The UK is set to deploy additional troops to the Sahel, but currently lacks a clear strategy.
The fight against Islamist groups in the Sahel is expanding. Operation Takuba, France’s latest counterterrorism operation in the Sahel, will be made up of special forces from France, Belgium, the Czech Republic, Denmark, Estonia, Germany, Mali, the Netherlands, Niger, Portugal, Sweden and a political support team from the UK. France will deploy roughly 500 troops, the Czech Republic 60, Estonia 50, with remaining countries yet to confirm deployment numbers. Norway, which had indicated its willingness to deploy special forces, has now withdrawn its offer.
Takuba – meaning ‘sabre’ in Tuareg – will have four priorities: counterterrorism, military capacity-building, redeployment of state authority and development. The mission will operate within the tri-border areas of Mali, Burkina Faso and Niger and be headquartered in the Liptako region, near a French military base in the Nigerien city of Niamey.

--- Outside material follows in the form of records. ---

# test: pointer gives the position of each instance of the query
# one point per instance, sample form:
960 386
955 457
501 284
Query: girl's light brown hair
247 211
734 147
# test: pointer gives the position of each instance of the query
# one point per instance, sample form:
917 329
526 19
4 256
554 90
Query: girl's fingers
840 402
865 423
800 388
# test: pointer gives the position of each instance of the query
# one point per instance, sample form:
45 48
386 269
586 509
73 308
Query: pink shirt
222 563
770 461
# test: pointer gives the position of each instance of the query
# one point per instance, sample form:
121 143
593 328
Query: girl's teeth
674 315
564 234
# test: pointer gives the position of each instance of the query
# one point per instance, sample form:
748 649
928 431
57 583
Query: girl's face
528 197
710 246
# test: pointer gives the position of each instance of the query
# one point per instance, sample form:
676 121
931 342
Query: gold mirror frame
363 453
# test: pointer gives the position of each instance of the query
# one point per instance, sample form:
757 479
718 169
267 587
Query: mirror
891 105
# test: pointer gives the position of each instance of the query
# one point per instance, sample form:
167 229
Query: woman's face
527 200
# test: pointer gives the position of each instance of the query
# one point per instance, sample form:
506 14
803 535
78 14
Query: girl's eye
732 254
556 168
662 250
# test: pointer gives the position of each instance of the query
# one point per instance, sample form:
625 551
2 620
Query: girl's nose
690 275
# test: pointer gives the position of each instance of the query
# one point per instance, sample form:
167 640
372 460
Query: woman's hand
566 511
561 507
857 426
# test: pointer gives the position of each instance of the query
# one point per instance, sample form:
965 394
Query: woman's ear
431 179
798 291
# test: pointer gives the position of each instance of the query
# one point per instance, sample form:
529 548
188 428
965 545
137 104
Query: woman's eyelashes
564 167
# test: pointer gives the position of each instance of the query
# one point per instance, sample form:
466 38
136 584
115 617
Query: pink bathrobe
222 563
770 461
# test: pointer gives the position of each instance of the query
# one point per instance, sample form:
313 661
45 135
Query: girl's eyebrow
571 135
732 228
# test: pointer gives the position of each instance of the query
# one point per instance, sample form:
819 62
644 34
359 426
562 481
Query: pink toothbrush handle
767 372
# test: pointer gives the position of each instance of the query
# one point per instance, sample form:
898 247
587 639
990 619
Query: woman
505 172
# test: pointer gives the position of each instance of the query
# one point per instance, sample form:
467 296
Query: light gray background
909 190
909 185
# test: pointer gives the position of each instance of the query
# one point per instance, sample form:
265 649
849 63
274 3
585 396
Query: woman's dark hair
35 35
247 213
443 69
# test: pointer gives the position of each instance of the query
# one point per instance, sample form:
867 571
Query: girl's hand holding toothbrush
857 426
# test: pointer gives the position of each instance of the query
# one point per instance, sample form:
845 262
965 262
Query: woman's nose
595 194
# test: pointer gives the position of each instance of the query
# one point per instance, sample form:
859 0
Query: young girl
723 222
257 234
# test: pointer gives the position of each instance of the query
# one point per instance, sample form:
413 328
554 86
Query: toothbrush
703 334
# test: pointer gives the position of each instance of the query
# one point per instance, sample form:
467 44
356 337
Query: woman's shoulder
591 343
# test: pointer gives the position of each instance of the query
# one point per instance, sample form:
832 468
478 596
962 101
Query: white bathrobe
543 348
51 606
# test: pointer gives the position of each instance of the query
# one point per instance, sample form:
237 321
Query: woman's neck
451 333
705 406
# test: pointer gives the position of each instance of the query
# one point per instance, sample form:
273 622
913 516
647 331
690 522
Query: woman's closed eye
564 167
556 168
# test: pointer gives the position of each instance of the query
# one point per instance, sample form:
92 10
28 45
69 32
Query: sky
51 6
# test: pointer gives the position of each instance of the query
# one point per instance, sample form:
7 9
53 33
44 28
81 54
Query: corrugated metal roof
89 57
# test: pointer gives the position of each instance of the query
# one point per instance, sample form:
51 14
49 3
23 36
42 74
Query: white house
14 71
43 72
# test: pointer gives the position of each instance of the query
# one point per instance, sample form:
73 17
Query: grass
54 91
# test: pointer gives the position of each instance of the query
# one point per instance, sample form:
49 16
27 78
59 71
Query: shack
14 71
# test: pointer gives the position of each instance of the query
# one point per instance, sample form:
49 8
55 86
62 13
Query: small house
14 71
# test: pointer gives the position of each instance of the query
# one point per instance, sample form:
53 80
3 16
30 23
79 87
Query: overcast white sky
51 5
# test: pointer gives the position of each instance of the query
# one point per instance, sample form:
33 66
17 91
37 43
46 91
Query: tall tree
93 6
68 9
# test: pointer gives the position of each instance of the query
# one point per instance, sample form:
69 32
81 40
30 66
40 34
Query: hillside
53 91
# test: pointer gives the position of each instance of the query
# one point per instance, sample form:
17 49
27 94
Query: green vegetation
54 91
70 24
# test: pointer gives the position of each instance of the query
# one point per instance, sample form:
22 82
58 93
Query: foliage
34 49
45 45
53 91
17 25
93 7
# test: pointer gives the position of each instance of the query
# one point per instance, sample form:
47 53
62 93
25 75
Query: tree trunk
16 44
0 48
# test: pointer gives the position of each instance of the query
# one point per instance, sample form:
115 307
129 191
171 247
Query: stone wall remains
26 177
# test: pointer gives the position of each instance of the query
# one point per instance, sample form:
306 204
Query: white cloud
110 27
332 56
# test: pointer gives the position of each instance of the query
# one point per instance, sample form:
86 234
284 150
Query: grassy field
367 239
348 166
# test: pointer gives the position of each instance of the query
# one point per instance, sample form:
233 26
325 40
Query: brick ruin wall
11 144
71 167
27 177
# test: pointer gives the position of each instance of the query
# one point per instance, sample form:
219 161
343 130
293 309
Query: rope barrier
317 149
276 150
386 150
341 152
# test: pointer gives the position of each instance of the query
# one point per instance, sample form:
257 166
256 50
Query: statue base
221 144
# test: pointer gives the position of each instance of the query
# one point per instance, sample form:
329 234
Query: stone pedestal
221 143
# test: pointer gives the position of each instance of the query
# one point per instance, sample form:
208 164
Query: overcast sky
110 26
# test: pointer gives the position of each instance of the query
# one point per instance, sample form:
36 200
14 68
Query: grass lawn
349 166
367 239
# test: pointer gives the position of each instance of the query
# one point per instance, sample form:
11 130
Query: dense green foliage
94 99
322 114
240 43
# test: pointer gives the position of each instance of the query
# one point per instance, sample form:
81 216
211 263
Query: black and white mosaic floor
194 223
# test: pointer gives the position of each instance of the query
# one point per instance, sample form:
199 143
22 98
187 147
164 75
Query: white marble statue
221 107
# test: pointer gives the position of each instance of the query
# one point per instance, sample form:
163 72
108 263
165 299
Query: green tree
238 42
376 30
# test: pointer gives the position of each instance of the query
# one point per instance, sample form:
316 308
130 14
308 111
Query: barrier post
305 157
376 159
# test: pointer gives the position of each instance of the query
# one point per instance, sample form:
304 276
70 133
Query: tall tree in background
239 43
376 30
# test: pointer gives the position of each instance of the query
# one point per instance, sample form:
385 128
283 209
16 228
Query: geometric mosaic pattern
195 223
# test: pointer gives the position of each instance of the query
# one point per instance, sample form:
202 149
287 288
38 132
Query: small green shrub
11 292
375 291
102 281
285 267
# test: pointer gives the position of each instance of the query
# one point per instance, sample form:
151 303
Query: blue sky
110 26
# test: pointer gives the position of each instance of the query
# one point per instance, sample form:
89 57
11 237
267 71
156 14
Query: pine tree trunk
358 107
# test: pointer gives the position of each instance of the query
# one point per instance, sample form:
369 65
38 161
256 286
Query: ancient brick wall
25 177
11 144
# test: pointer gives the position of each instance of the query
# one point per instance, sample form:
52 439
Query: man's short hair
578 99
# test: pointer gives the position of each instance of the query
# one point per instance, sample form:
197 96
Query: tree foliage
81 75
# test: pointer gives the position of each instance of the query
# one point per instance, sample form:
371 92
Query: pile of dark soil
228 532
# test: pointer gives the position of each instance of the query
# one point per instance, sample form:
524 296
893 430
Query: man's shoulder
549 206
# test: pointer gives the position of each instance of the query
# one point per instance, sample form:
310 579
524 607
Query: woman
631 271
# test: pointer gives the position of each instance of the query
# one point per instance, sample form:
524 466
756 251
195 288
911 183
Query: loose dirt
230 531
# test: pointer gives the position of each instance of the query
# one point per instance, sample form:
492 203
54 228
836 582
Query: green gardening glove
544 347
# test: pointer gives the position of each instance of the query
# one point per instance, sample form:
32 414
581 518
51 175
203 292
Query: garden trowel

The operation is designed to eradicate groups like the Islamic State in the Greater Sahara, which is led by Abu Walid Al-Sahrawi.
The UK is committing 250 troops (from the Light Dragoon Guards and the Royal Anglian Regiment) as part of the UK’s long-range reconnaissance force, deployed alongside the UN Multidimensional Integrated Stabilization Mission in Mali (MINUSMA). According to the International Civil Service Union – an expert body established by the UN General Assembly – at least 423 UN and associated personnel have been killed in deliberate attacks in Mali as a result of IEDs, rocket and artillery fire, mortar shells, land mines, grenades, suicide attacks, targeted assassinations, and armed ambushes.